La pneumologue Irène Frachon, à l'origine de la révélation du scandale du Mediator en 2010, a commencé à raconter mercredi au tribunal de Paris pourquoi elle s'était "inquiétée de la toxicité" de ce médicament, tenu pour responsable de centaines de morts. Il avait été retiré du marché le 30 novembre 2009.

Pourquoi elle a "tiqué"

Pour la première fois depuis l'ouverture de ce procès-fleuve le 23 septembre, la salle d'audience était comble pour écouter la lanceuse d'alerte, témoin le plus attendu des six mois de débats. Il faudra attendre plus d'une heure d'un exposé très didactique pour qu'Irène Frachon évoque ce mois de "février 2007", quand elle reçoit au CHU de Brest "une patiente obèse, qui souffre d'une HTAP (hypertension artérielle pulmonaire, ndlr) gravissime", une pathologie très rare dont elle est l'une des spécialistes.

"Je m'aperçois qu'elle est sous Mediator. Pourquoi je tique ? Ça tient à deux petites choses", affirme le Dr Frachon. À "une affaire qui l'a profondément marquée" d'abord, celle de l'Isoméride, un coupe-faim des laboratoires Servier, à l'origine de nombreux cas de HTAP chez des "femmes jeunes", et qui sera retiré du marché en 1997 comme d'autres fenfluramines, des produits dérivés de l'amphétamine.

"Manipulateurs" 

Irène Frachon se rappelle aussi des articles de la revue médicale Prescrire, "garde-fou face à un véritable matraquage de l'industrie". Commercialisé depuis trente ans comme un adjuvant au traitement du diabète, le Mediator est pourtant "régulièrement dénoncé dans Prescrire comme étant un dérivé de l'amphétamine", souligne le témoin.

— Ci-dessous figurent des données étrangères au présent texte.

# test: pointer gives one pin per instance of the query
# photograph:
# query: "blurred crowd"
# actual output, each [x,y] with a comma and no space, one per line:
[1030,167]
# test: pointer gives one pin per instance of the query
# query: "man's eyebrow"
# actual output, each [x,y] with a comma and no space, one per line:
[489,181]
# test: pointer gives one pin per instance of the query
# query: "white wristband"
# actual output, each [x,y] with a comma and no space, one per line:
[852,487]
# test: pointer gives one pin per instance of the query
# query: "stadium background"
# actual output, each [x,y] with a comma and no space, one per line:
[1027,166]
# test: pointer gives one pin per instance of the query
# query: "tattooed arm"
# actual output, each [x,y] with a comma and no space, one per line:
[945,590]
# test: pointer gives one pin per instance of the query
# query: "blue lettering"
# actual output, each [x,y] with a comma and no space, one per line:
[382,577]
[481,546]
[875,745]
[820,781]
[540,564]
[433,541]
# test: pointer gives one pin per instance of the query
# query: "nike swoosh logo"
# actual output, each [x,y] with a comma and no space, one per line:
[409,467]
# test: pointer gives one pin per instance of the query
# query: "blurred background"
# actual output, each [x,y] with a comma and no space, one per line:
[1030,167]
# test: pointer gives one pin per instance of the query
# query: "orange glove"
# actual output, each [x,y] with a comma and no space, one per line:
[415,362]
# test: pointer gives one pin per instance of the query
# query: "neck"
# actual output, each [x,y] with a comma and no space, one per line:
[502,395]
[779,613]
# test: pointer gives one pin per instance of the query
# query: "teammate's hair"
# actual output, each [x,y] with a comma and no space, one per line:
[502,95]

D'après Charles Joseph-Oudin, avocat de nombreuses parties civiles, le témoignage d'Irène Frachon est d'autant plus crucial qu'elle ajoute de l'humanité dans ce procès ultra-médiatisé. "Elle nous parle des victimes, de Marie-Claude, de Martine... Derrière les chiffres et les études, il y a une réalité humaine", affirme-t-il au micro d'Europe 1. 

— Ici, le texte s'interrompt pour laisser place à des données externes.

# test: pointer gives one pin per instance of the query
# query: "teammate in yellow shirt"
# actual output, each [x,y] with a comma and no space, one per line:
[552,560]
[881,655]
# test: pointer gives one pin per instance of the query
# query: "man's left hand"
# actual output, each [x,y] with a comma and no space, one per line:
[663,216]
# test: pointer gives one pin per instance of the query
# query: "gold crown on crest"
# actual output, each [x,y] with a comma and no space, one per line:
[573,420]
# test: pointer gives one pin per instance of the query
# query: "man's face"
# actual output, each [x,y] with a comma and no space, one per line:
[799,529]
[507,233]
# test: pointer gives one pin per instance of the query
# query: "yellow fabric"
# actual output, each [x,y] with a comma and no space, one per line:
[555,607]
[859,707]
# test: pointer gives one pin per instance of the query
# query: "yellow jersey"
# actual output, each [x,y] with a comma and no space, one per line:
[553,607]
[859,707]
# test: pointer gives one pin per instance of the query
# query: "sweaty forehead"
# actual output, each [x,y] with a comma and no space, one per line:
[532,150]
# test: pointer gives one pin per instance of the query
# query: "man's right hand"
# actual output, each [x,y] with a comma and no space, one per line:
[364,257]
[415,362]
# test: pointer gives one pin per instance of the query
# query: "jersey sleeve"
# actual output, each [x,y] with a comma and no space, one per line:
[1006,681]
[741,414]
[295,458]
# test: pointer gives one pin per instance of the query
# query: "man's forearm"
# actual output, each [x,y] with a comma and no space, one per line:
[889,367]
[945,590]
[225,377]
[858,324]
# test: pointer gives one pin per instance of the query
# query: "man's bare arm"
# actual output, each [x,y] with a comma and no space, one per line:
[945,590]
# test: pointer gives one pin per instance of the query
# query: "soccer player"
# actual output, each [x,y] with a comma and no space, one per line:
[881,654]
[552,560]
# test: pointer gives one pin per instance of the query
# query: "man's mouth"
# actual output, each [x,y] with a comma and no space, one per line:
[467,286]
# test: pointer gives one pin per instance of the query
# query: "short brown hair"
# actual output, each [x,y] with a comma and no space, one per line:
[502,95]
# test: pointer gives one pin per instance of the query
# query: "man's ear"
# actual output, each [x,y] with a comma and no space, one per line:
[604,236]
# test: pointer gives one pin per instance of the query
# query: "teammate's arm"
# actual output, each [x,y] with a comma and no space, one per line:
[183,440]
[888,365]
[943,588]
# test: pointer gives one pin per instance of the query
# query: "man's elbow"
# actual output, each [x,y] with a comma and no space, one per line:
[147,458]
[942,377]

La pneumologue n'a pas hésité à taxer les laboratoires Servier, de "manipulateurs" et de "falsificateurs" et les accuse d'avoir fait preuve d'un "inébranlable déni".

Neuf filiales du groupe et l'Agence nationale de sécurité du médicament comparaissent au côté de douze personnes physiques dans ce procès pour "tromperie aggravée" et "homicides et blessures involontaires".